2. Low-Quality Content Removal
Goal: Remove noise, boilerplate, or irrelevant content (e.g., link lists, spam, logs).
Approaches
- Heuristic Filtering
- Use rules like:
- Minimum/maximum length thresholds.
- Ratio of punctuation, digits, or stopwords.
- Boilerplate detection (HTML menus, templates).
- Language ID confidence threshold.
- Tools: jusText, trafilatura, boilerpy3, ftfy, langdetect.
- ✅ Advantages: Simple and interpretable.
- ❌ Disadvantages: Hard to tune across diverse domains; can remove niche useful text.
- Use rules like:
- Model-Based Quality Scoring
- Train small classifiers or LLMs to score text on fluency, coherence, or informativeness.
- Example: Dolma, RefinedWeb, and FineWeb assign “quality scores” using smaller LMs or GPT-like evaluators.
- ✅ Advantages: Adapts to nuanced quality criteria.
- ❌ Disadvantages: Adds subjective bias; labeling or training such scorers is costly.
- Readability & “Textbookness” Filters
- Rank or filter based on readability metrics (Flesch–Kincaid), or “didactic” clarity (as in Phi-3 data curation).
- ✅ Advantages: Boosts reasoning and factual training signals.
- ❌ Disadvantages: Reduces domain diversity (creative, informal text).
- Token Distribution Checks
- Detect statistically unusual token distributions that indicate malformed or adversarial content.
- Example: Used in OpenWebMath and RedPajama to remove noise.
3. Unsafe Content Filtering
Goal: Remove or tag text that violates safety, privacy, or compliance policies.
Categories
- PII (Personally Identifiable Information):
- Regex & ML-based detection (emails, addresses, SSNs, phone numbers).
- Example: Anthropic and OpenAI scrub all PII via regex + entity models.

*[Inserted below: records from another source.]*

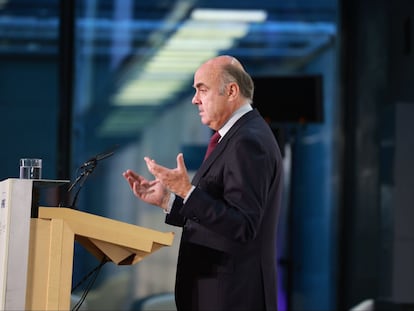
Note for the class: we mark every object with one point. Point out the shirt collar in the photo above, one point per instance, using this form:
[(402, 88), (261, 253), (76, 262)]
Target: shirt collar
[(234, 117)]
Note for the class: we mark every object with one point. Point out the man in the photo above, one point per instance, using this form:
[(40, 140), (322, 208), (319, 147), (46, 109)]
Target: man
[(229, 211)]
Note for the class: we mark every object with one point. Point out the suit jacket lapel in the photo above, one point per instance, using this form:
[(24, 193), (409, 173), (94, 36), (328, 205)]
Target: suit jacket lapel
[(222, 145)]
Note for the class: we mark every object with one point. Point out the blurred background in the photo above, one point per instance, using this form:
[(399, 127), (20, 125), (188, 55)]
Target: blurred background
[(334, 79)]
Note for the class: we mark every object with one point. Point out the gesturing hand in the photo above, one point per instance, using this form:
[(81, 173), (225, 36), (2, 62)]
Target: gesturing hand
[(152, 192), (176, 180)]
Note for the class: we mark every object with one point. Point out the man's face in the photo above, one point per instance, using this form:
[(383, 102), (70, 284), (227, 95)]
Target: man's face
[(213, 107)]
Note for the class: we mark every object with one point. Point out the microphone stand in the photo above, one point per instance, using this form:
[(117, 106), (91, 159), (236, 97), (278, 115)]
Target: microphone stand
[(87, 169)]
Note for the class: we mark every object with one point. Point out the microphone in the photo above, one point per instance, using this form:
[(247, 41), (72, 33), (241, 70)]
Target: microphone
[(94, 161), (87, 169)]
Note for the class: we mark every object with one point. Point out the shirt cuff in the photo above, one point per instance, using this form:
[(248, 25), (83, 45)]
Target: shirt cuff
[(170, 203), (188, 194)]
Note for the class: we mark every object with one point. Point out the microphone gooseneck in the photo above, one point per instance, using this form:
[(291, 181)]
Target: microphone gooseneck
[(86, 169)]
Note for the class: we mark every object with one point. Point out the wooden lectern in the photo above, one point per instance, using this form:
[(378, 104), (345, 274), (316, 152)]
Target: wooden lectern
[(50, 244)]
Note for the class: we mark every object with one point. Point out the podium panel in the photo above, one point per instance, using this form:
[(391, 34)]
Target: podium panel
[(36, 253)]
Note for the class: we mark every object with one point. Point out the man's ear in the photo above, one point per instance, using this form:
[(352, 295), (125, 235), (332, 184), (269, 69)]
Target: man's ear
[(232, 90)]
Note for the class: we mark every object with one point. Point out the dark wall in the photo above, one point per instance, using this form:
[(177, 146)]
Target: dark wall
[(377, 71)]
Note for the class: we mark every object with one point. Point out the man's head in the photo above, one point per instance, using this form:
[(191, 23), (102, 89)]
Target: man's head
[(221, 87)]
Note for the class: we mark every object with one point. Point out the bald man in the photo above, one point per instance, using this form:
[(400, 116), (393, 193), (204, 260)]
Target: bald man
[(229, 211)]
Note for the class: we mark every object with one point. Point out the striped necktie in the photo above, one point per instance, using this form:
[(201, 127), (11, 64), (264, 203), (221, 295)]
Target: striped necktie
[(212, 144)]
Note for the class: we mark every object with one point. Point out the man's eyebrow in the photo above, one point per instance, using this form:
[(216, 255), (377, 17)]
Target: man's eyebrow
[(198, 85)]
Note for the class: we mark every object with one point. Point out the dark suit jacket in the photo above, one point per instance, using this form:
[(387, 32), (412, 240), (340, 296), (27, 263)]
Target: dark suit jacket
[(227, 256)]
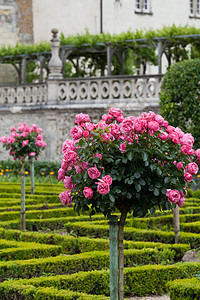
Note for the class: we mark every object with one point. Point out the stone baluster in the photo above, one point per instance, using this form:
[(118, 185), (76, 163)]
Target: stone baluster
[(55, 63), (55, 68)]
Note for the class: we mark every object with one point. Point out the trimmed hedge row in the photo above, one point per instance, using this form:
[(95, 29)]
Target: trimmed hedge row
[(26, 250), (34, 214), (158, 222), (74, 245), (187, 289), (134, 234), (87, 261), (138, 281), (28, 292), (46, 224), (191, 227), (36, 206), (39, 198)]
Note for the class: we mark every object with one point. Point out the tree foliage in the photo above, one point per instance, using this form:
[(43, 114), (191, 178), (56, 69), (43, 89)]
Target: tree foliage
[(179, 97)]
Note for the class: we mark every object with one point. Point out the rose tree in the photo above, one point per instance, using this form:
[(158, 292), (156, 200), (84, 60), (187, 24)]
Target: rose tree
[(24, 141), (133, 165)]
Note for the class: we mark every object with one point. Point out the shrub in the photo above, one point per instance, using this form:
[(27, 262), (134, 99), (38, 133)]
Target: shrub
[(179, 97)]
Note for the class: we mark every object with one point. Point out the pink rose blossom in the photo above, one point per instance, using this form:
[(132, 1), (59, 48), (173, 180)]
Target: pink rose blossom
[(188, 177), (24, 134), (88, 192), (40, 137), (159, 119), (197, 153), (3, 139), (192, 168), (76, 132), (68, 183), (170, 129), (40, 143), (175, 137), (106, 136), (86, 133), (179, 165), (153, 125), (103, 188), (10, 140), (181, 201), (24, 143), (127, 126), (107, 179), (32, 154), (68, 145), (81, 118), (115, 130), (90, 127), (12, 128), (65, 197), (61, 174), (122, 147), (98, 155), (173, 196), (70, 156), (115, 112), (187, 140), (185, 149), (138, 126), (93, 173)]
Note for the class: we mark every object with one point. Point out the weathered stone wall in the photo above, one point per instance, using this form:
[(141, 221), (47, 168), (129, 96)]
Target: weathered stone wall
[(16, 22)]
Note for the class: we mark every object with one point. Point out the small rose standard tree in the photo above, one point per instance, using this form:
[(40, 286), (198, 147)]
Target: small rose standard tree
[(133, 164), (24, 141)]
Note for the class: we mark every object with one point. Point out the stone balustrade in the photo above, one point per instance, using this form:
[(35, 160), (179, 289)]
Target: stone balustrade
[(102, 88), (23, 95), (135, 89)]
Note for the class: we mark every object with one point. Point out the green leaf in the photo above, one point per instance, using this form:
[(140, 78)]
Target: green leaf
[(124, 160), (168, 206), (144, 156), (117, 161), (164, 191), (152, 210), (112, 198), (138, 187), (142, 182), (166, 180), (156, 192), (130, 155), (137, 175), (129, 195), (158, 171)]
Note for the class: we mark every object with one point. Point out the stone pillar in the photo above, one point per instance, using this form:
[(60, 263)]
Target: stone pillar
[(55, 63), (55, 68)]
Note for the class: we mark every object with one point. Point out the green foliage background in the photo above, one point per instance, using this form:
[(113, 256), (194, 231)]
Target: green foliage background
[(176, 50), (179, 97)]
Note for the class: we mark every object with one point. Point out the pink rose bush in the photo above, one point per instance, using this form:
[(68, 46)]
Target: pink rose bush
[(24, 141), (130, 163)]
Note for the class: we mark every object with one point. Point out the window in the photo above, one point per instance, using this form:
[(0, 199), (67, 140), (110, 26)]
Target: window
[(142, 6), (195, 8)]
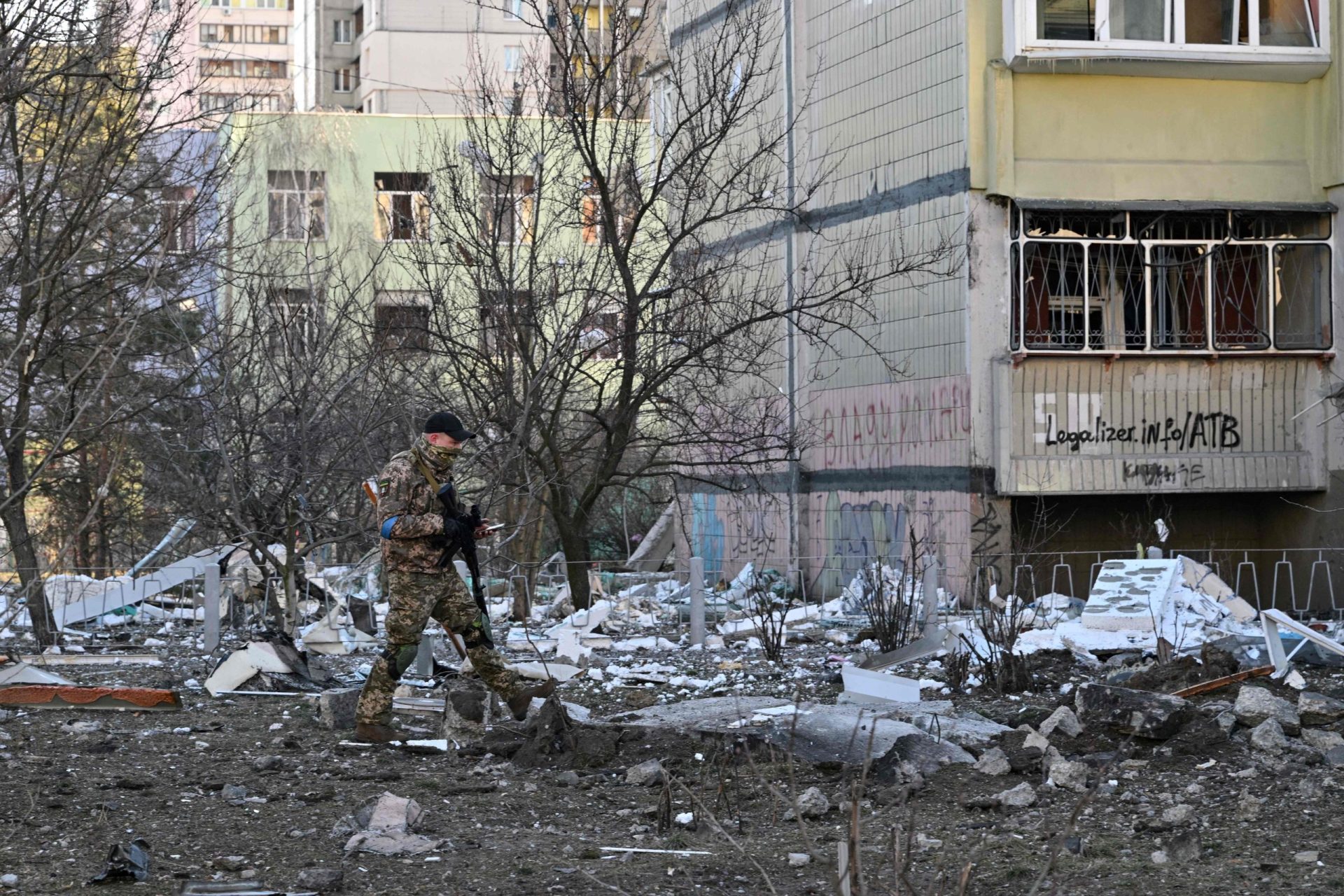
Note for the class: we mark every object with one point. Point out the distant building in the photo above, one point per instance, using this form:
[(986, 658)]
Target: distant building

- Hate, Harassment, Violence, Sexual Content, Self-harm:
- Use rule-based keyword lists, toxicity classifiers (Perspective API, Detoxify), or LLM-based moderation models.
- Example: Anthropic’s Constitutional AI uses model-assisted labeling for safety.
- Meta’s LLaMA-3 pipeline integrates toxicity classifiers before pretraining.
- Copyright & Legal Filtering:
- Detect copyrighted material via URL filtering, license detection, or using datasets with permissive licensing only.
- Example: RefinedWeb excludes paywalled or copyrighted domains.
- Malware / Executable Detection (for code datasets):
- Sandbox or static analysis before including code examples.
Techniques
- Multi-layer filters: Combine regex, heuristics, classifiers, and human spot-checks.
- Scoring and Thresholding: Each document gets a “safety score” → reject or flag borderline samples.
- Policy metadata: Unsafe but research-valuable data tagged instead of removed.
✅ Advantages: Increases model safety and compliance.
❌ Disadvantages: Can overfilter legitimate edge cases; maintaining policy alignment over time is non-trivial.
4. Integrated Pipelines in Practice
| Project | Deduplication | Low-Quality Filtering | Safety Filtering |
|---|---|---|---|
| C4 (T5) | LSH-based | Language + boilerplate filters | Basic profanity removal |
| The Pile | Hash + LSH | Per-source cleaning scripts | Minimal |
| Dolma (AI2) | Global hash + LSH | Model-based quality score | Safety classifiers |
| RefinedWeb | LSH + embedding | Quality score via LM | License & safety filters |
| Phi-3 (Microsoft) | Extensive | Readability + “textbookness” score | Filtered for instruction-like clarity |
| Anthropic | Embedding-based dedup | LM-based quality filter | Multi-category safety classifiers |
5. Key Takeaways
- Deduplication: Combines hash and embedding-based methods for scale and accuracy.
- Quality Filtering: Shifting from static heuristics → LM-based scoring for nuanced curation.
- Safety Filtering: Moving from rule-based → model-assisted moderation pipelines.
- Trend: The best-performing LLMs (e.g., GPT-4, Claude 3, Phi-3) rely heavily on curated, high-quality, safe data—quality, not size, is the new scaling frontier.